Two Releases, Three Days Apart
Cursor 2.6 shipped on March 3. The headline: MCP Apps. MCP (Model Context Protocol) is a universal plug standard for AI tools — think USB-C, but for connecting AI agents to external services. MCP Apps let MCP servers render interactive UI components — charts, diagrams, whiteboards — directly inside the agent chat. Ask about your codebase's performance and get a live Amplitude chart. Ask about a component and get a Figma diagram. The agent doesn't just answer — it shows.

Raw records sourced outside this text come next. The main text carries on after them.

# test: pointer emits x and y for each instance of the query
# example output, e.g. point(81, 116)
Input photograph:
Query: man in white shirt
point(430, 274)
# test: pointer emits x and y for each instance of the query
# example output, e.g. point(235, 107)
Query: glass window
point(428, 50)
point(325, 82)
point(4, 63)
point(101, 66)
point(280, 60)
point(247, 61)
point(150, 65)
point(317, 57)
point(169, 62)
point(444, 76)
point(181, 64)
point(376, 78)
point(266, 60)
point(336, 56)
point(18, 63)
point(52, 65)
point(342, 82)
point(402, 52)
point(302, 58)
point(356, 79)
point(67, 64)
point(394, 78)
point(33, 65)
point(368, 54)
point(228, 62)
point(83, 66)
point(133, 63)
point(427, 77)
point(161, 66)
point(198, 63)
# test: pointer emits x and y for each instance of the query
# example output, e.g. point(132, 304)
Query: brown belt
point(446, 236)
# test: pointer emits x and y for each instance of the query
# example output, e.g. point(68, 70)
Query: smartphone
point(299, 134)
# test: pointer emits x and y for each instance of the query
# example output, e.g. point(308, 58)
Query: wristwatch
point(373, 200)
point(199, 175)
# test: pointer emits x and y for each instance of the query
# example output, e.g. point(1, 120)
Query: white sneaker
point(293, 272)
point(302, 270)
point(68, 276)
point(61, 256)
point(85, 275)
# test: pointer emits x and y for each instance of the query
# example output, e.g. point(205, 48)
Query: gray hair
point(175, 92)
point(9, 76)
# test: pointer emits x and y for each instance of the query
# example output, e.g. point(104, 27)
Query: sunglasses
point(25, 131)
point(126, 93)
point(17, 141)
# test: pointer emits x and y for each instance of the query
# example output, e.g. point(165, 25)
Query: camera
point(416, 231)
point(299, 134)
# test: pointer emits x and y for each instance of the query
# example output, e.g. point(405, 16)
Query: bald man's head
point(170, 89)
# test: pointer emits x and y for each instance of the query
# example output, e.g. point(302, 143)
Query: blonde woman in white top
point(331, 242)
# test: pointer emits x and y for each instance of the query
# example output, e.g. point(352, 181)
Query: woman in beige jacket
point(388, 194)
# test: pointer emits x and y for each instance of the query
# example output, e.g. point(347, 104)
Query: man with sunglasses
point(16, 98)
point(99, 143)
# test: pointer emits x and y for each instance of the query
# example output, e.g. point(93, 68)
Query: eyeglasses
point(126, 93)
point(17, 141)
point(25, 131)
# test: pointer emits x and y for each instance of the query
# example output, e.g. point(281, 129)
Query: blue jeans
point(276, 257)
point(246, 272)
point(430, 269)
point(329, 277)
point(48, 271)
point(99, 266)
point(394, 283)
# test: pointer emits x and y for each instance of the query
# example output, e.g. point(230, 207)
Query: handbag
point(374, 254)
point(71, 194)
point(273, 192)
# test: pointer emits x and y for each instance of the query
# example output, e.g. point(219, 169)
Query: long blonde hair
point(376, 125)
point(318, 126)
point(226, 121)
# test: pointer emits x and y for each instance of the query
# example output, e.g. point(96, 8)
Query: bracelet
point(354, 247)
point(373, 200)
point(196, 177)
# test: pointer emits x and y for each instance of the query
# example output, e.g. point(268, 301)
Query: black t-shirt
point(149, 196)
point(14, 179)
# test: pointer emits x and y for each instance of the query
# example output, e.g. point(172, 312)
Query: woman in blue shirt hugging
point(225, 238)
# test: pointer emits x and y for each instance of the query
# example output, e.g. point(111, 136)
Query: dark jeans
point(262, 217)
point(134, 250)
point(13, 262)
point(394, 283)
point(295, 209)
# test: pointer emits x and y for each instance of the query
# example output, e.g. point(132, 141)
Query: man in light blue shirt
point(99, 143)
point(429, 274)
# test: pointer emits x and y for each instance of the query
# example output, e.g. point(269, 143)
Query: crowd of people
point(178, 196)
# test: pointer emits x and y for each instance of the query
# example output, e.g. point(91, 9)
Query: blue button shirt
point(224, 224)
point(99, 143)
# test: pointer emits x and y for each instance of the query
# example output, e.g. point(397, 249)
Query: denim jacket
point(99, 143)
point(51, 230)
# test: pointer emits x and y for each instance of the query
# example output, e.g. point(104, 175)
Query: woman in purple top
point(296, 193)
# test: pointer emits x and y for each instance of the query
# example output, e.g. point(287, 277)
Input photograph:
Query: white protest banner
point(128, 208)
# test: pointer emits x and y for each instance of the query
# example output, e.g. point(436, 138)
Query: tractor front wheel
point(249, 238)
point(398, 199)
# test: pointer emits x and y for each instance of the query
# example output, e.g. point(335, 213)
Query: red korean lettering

Alongside that, Team Marketplaces launched: admins on Teams and Enterprise plans can publish private plugins — bundles of MCP servers paired with "skills," which are instructions that teach the agent how to actually use each service. Over 30 public plugins shipped at launch — Atlassian, Datadog, GitLab, Glean, Hugging Face, monday.com, PlanetScale.
Cursor Automations followed on March 5. Always-on agents triggered by GitHub PR events, Slack messages, PagerDuty incidents, or cron schedules. Fully MCP-native. No custom glue code. Your agent watches for a PR, runs a review, posts a comment, opens a Linear ticket — without you touching a keyboard.
Why MCP Apps Are the Real Move
MCP Apps look cosmetic at first glance. They're not.
Remember how VS Code won the IDE wars? Extensions. Millions of them. A marketplace. Third-party integrations for everything. Cursor just pulled the same maneuver — but for the AI agent layer. The marketplace is the strategic move. The interactive UI is the demo that sells it.
When an agent "knows how to use Datadog," it means someone wrote a plugin that tells it what queries to run, what metrics matter, how to interpret results. That institutional knowledge — the kind that normally lives in one senior engineer's head — now lives in a plugin. Shareable. Versioned. Your org's admins govern it.
That's a platform play. Not a feature update.
The Price Tag (There's Always One)
Team Marketplaces need Teams or Enterprise pricing. Solo devs won't touch that layer for a while.
Automations look impressive in demos, but require real setup — connecting Slack, configuring triggers, deciding what the agent is and isn't allowed to do on its own. You're now making security and permissions decisions about an autonomous agent. That's not a one-click experience. That's a whole new category of "what could possibly go wrong."
MCP proliferation is a real concern too. Every tool ships MCP servers now. The protocol won — nobody disputes that. Whether every MCP implementation is well-designed is a separate conversation entirely. More plugins means more surface area for things to break.
And Cursor's $9.9 billion valuation on 360,000 paying users? That math works until it doesn't. About $27,500 per user in implied value. For context, that's roughly the GDP per capita of Poland.
What This Actually Means For You
Solo developer on free or Pro: most of this doesn't affect you today. MCP Apps work, but the compound value lives in teams sharing curated plugins. You get the UI. Teams get the ecosystem.
On a team: the question shifted. It's no longer "which AI writes the best code?" It's "which tool fits into our actual workflow?" A tool that lives in GitHub, Slack, Linear, and PagerDuty — and acts there autonomously — doesn't compete with other IDEs. It competes with your DevOps platform.
The IDE Wars Are Over
Every tool writes decent code now. That game ended in a draw. The new competition is about who owns the workflow layer — who your agents call when something breaks at 3am, who orchestrates the response, who files the ticket.
In early March, Cursor raised their hand. A month later, the question isn't whether the direction is right — it obviously is. The question is whether 360,000 paying users can support a $9.9 billion bet on becoming the operating system for AI-assisted development.
The editor was always just the front door. Cursor bet the real money on everything behind it. Four weeks in, nobody else has even walked through it.